A mí la peli «Roma» me encantó. Es verdad que empecé a verla con cierta prevención. Vale que es una peli lenta. Pero en este caso me parece que es virtud. Oye, más lenta es la recuperación económica, o las mierdas de blanquear los dientes. Que para cuando se te blanquean un tono ya tienes toda la calavera, el fémur, y el resto del varillaje al aire y, total, ya da lo mismo. Tanta prisa pa todo ya, ¡Carallo!

Vale también que no hay explosiones nucleares, ni un tren de un kilómetro de largo que va sin control cargado con material muy chungo gracias a que el maquinista era idiota y se bajó de la cabina a echar un pis dejando el acelerador apretao y los frenos de emergencia desactivados. Total, ¿Qué puede salir mal? Si es que hay que tenerlos gordos como balones de Nivea…
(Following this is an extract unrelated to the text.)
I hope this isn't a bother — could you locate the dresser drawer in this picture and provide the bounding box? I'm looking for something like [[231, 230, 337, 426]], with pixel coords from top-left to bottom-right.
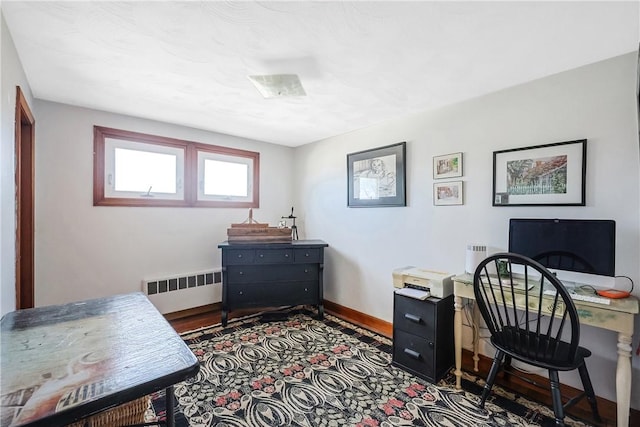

Vale que no sale nadie diciendo «¡Maldita sea, Maik! ¡Yo amo a mí país más que a pí pispo!». Que es una pena, porque son frases que le dan mucho empaque a las pelis. Vale que a pesar del título no salen señores en una orgía poniéndose ciegos de lenguas de ruiseñor sobre el triclinium y chumando vino de la Galia como si no hubiera un mañana. Ni siquiera un legionario o un centurión luciendo casco con escoba con las canillas al aire. Como los modernos. Vale que que no salen gladiadores repartiendo fostiones como panes. Pero sale un cateto cani integrista de barrio amarginao haciendo el molinete con la chorra mientras hace mañas de Jiu Jitsu, o algo de eso, con la barra la cortina la ducha, que es algo muy insólito y poco visto.

No, en serio. Es buenísima. Hay que verla. Pero sin prisas. ¡QUE LA VEÁIS INMEDIATAMENTE!

PD: tampoco salen citas de Fray Juan de León ni de San Luis de la Cruz. Ni del Fary, pero sigue siendo buenísima.